Implementation lives in `src/engine/persistence.ts`:
- `captureSnapshot(engine)` returns
`{ documents, representations, annotations, evidenceItems }`.
- `attachPersister(engine, { key })` subscribes to every mutating engine
event and writes a fresh snapshot to `localStorage` after each.
- `restoreFromStorage(engine, { key })` reads the snapshot on app mount
and hydrates the repos *directly* (bypassing service `create()` calls)
so no spurious `*Created` events fire — the persister would otherwise
loop on its own writes, and other UI listeners would see "the same
annotation was created again" on every reload.

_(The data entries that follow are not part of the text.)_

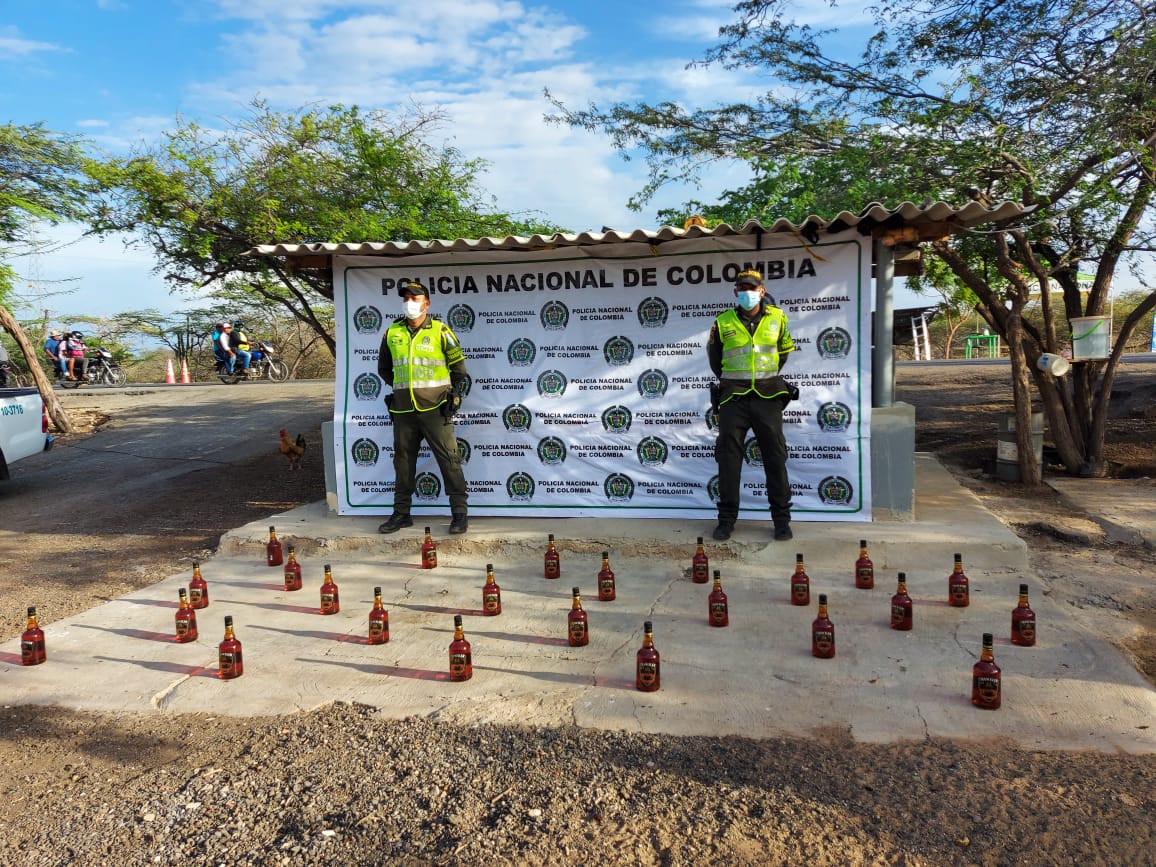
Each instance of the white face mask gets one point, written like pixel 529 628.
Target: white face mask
pixel 749 298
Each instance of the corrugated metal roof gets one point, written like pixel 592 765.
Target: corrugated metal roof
pixel 869 219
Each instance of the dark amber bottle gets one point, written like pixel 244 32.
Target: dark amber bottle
pixel 429 551
pixel 800 584
pixel 551 565
pixel 230 662
pixel 273 549
pixel 198 590
pixel 378 620
pixel 31 642
pixel 606 590
pixel 293 570
pixel 647 672
pixel 461 658
pixel 986 689
pixel 716 604
pixel 822 632
pixel 865 570
pixel 958 592
pixel 1023 621
pixel 186 619
pixel 331 599
pixel 699 565
pixel 577 623
pixel 491 593
pixel 901 606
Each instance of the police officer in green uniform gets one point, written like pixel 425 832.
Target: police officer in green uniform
pixel 747 348
pixel 422 361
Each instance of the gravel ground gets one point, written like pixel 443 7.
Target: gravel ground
pixel 339 785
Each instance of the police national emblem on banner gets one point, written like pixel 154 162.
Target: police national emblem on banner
pixel 587 377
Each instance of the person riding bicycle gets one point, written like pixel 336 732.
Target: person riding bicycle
pixel 72 352
pixel 241 345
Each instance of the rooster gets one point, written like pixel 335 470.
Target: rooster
pixel 293 450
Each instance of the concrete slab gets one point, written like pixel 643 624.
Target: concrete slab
pixel 755 677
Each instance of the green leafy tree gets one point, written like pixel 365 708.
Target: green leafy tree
pixel 42 179
pixel 205 197
pixel 1045 102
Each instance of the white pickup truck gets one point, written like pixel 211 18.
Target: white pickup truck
pixel 23 427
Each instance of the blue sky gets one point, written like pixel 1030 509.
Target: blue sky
pixel 118 72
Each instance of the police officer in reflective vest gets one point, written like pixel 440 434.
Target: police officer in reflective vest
pixel 747 348
pixel 422 361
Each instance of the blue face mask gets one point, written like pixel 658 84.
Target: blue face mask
pixel 749 298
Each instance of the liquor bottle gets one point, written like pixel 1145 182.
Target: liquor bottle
pixel 198 590
pixel 1023 621
pixel 865 570
pixel 553 567
pixel 577 623
pixel 186 619
pixel 331 600
pixel 293 570
pixel 606 588
pixel 699 565
pixel 716 604
pixel 429 551
pixel 378 620
pixel 901 606
pixel 31 642
pixel 958 592
pixel 800 584
pixel 461 659
pixel 273 549
pixel 230 662
pixel 822 632
pixel 647 672
pixel 491 593
pixel 986 691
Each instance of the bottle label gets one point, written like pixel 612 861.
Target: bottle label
pixel 459 664
pixel 987 687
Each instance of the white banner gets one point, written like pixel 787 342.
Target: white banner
pixel 587 392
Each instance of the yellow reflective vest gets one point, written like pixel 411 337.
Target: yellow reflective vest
pixel 750 362
pixel 421 364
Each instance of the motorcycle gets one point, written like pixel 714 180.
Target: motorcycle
pixel 101 370
pixel 264 365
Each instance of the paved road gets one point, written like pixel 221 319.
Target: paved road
pixel 158 432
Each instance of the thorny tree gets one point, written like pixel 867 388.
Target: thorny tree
pixel 1051 103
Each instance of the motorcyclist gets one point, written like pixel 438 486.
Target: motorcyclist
pixel 72 353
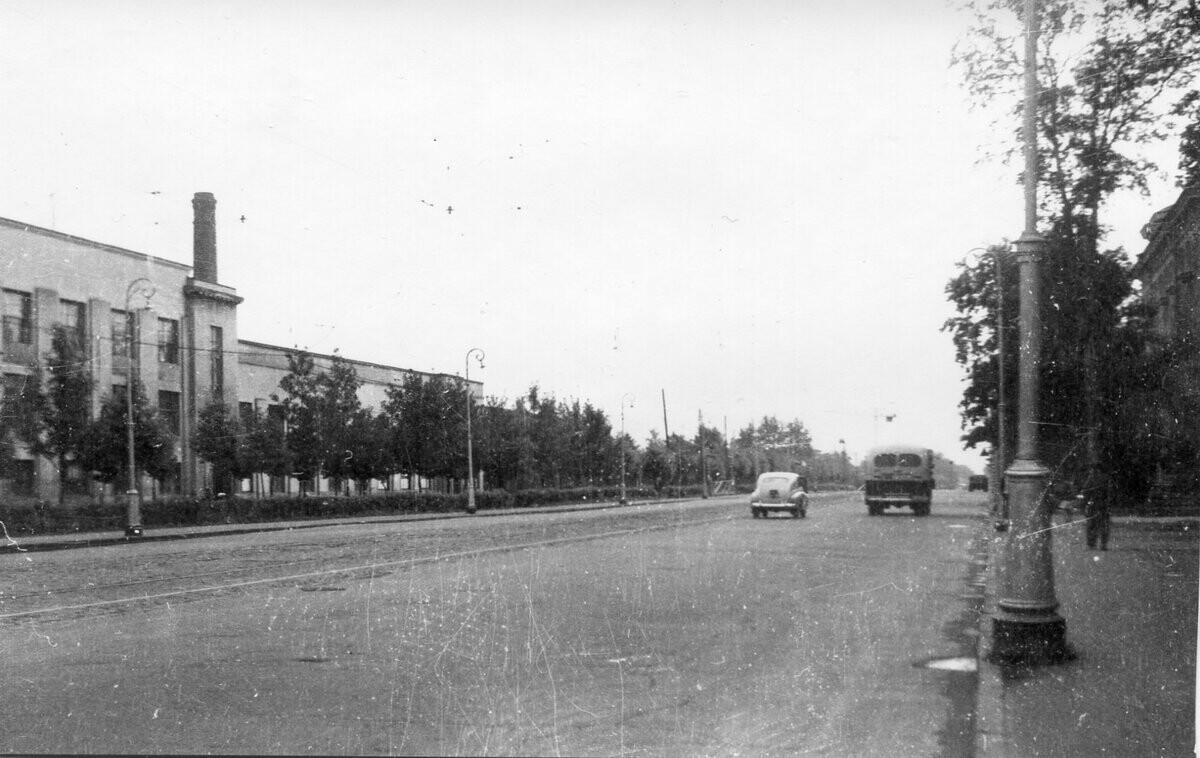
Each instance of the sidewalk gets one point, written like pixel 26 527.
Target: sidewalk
pixel 1131 614
pixel 156 534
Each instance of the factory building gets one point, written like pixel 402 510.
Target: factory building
pixel 171 325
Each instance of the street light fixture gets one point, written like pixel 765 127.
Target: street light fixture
pixel 471 463
pixel 133 511
pixel 623 499
pixel 1027 627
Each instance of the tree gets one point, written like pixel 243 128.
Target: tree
pixel 220 439
pixel 321 408
pixel 66 409
pixel 301 409
pixel 429 423
pixel 265 449
pixel 1129 82
pixel 105 446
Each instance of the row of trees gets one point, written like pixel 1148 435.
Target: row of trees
pixel 535 441
pixel 321 429
pixel 1116 77
pixel 51 415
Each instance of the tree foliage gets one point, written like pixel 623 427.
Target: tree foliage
pixel 1116 77
pixel 105 449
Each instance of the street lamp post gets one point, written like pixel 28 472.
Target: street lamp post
pixel 1000 498
pixel 133 509
pixel 471 463
pixel 1027 627
pixel 623 499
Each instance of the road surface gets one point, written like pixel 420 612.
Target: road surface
pixel 684 629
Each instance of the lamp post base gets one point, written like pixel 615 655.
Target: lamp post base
pixel 1030 642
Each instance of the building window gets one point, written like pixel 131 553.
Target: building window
pixel 168 408
pixel 72 320
pixel 121 334
pixel 23 477
pixel 18 318
pixel 168 341
pixel 216 347
pixel 277 416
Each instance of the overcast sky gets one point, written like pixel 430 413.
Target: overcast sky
pixel 750 206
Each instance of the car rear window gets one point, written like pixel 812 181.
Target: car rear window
pixel 775 482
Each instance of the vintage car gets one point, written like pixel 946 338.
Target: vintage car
pixel 780 491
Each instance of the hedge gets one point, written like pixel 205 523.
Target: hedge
pixel 42 518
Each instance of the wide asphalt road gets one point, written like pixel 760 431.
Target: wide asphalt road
pixel 684 629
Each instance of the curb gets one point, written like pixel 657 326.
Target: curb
pixel 83 540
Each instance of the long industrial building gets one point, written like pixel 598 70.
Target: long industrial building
pixel 187 354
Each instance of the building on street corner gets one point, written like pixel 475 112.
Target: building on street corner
pixel 186 350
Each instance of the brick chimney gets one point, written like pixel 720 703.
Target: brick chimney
pixel 204 240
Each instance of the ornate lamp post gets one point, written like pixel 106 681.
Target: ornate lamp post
pixel 133 511
pixel 623 499
pixel 471 463
pixel 1027 627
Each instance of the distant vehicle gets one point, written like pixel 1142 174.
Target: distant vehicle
pixel 899 476
pixel 780 491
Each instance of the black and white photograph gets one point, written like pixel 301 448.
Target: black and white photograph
pixel 633 378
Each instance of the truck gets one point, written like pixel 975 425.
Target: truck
pixel 899 476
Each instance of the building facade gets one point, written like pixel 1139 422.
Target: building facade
pixel 1168 271
pixel 171 325
pixel 1170 264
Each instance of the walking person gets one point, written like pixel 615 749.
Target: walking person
pixel 1097 493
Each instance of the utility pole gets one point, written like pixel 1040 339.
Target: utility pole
pixel 1027 627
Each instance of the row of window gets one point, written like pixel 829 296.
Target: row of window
pixel 169 407
pixel 18 330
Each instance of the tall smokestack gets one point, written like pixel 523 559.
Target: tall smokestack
pixel 204 241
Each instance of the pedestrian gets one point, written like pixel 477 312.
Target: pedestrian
pixel 1097 493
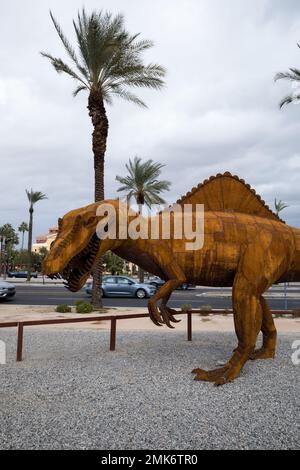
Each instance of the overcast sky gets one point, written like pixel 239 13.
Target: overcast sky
pixel 218 112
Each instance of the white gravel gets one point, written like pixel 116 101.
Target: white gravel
pixel 70 392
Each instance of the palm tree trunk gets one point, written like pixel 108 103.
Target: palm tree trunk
pixel 141 273
pixel 100 122
pixel 30 243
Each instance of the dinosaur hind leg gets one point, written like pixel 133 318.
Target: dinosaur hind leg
pixel 267 351
pixel 247 321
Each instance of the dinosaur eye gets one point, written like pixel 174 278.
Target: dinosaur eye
pixel 90 220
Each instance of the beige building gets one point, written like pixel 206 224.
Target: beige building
pixel 44 240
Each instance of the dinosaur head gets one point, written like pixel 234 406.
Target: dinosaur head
pixel 76 247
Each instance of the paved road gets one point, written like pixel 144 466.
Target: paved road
pixel 54 295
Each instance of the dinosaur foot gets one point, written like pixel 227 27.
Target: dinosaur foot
pixel 219 376
pixel 263 353
pixel 167 316
pixel 154 313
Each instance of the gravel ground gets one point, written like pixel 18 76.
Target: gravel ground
pixel 70 392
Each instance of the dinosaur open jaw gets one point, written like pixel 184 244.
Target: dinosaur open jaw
pixel 77 269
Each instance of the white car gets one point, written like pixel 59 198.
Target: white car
pixel 7 290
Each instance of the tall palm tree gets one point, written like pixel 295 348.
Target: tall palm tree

- Snapshot is versioned (`SNAPSHOT_VERSION = 1`); a version mismatch
throws on restore so a future schema bump is loud.
`src/work/EngineContext.tsx`'s `EngineProvider` wires this on first mount.
A sibling localStorage key holds the last-active `documentId` so reload
lands the user back on the same fixture.
## Why this is acceptable for the MVP
- The engine never holds PDF bytes — only metadata + selectors + commentary.
A typical session is well under 1 MB even with hundreds of annotations,
comfortably within the ~5 MB localStorage budget.
- The repositories' `create()` signatures already match the shape an
eventual durable repo would expose; swapping the implementation is a
localised change.
- "Survives reload" is the only persistence requirement of CE-WP-0002.
Cross-device sync, multi-user access, query-by-tag, history — none are
in scope yet.
## What this defers
- A real persistence ADR (SQLite local-first vs Postgres server-first vs
IndexedDB) for CE-WP-0005+ work.
- PDF byte persistence. Today the SPA re-fetches `/fixtures/pdfs/*` on
load; bytes do not enter the snapshot.
- Multi-tab consistency. Tabs see each other's writes only on reload.
- Migrations beyond the version check.
## Consequences
- `src/engine/persistence.ts` is the single point of contact for storage.
When the real durable-store ADR lands, that module is what changes.
- Tests inject a memory-Storage shim into `attachPersister` /
`restoreFromStorage` so they don't depend on a browser environment
(see `src/engine/persistence.test.ts`).
- Clearing the user's browser storage destroys all annotations — call
this out in the README once the MVP ships.